Hoss looked devastated. “How come Joe an’ Adam got fencin’ lessons and Adam got singin’ lessons too and I got nothing?”

 

“We tried to teach you!” Adam and Joe protested, remembering their efforts in The Frenchman.

 

Hoss was not appeased. “I might’ve wanted to be a ballet dancer,” he insisted. “How come I didn’ get ballet lessons?”

 

They all shot a look at Ben to see how he was taking this news, and he looked absolutely pole-axed. “No son of mine is going around wearing tights!” he bellowed, and several windows shattered. “Social dancing is quite acceptable, but we’re not having any ballet nonsense in this house. The very idea!”

 

In truth, it was quite a thought. Hoss in tights was not something the mind conjured easily. It was quite impossible to envision him doing a jete during Swan Lake.

 

“I prefer to dance with a man who can do the waltz and things like that,” the redhead told him, hoping to calm him down. “Most girls can’t do that much ballet, despite going to ballet classes when they’re little.” She spoke from experience here, as she had taken classes and so had her eldest daughter and neither of them had become ballet dancers. But they could both cope with ordinary dances, such as the waltz and Gay Gordons, even if Ben didn’t like either dance.

 

“You’ll be a hit at the school dance,” the blonde assured him.

 

“That there Miss Abigail didn’ never like me,” Hoss complained. “Why, when she married Hank, she never mentioned me once! It ain’t fair.”

 

“But you told us you weren’t in school very often,” the redhead protested.

 

“Cos she did like me,” Hoss explained which didn’t clear anything up at all. "She kept keeping me behind after classes, just so she could spend more time with me."

 

Ben stood up and instantly dominated the room with his patrician bearing. "Boys: better go and put on clean shirts and string ties! We'll be leaving soon." He cast a dubious eye at Paw, who was now firmly buttoned into a Fair Isle cardigan, but decided not to say anything.

 

"And I don't want to see any of you engaged in that new-fangled waltz!" he proclaimed. Already some of the douce citizens of Virginia City were slightly shocked that the Giggly Sisters were living in the same house as four unattached men (five, if you included Paw).

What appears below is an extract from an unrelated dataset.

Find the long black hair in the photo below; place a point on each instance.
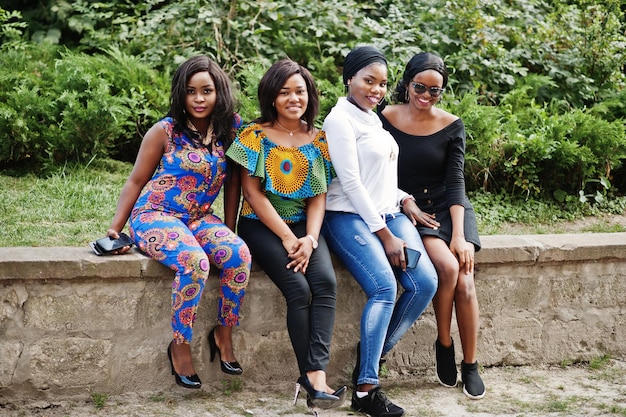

It would simply be adding fuel to the fire if anyone from the Ponderosa engaged in the waltz, which was still regarded as being highly inappropriate, due to all the close contact. Why, the gentleman actually touched his partners back!

 

"Oh, we'll stick to the barn dances, strathspeys and the Bluebell Polka!" the redhead reassured him.

 

The blonde smiled seraphically at Ben. "But you will do "Strip the Willow" with me, won't you?"

 

Ben smiled happily: another of those wild Scottish dances, with lots of birling and twirling and general mayhem as people careered madly around the sets, totally out of control. Flashing smiles, brief encounters and the ever-present risk of a life-threatening injury. It was all so reminiscent of life on the Ponderosa!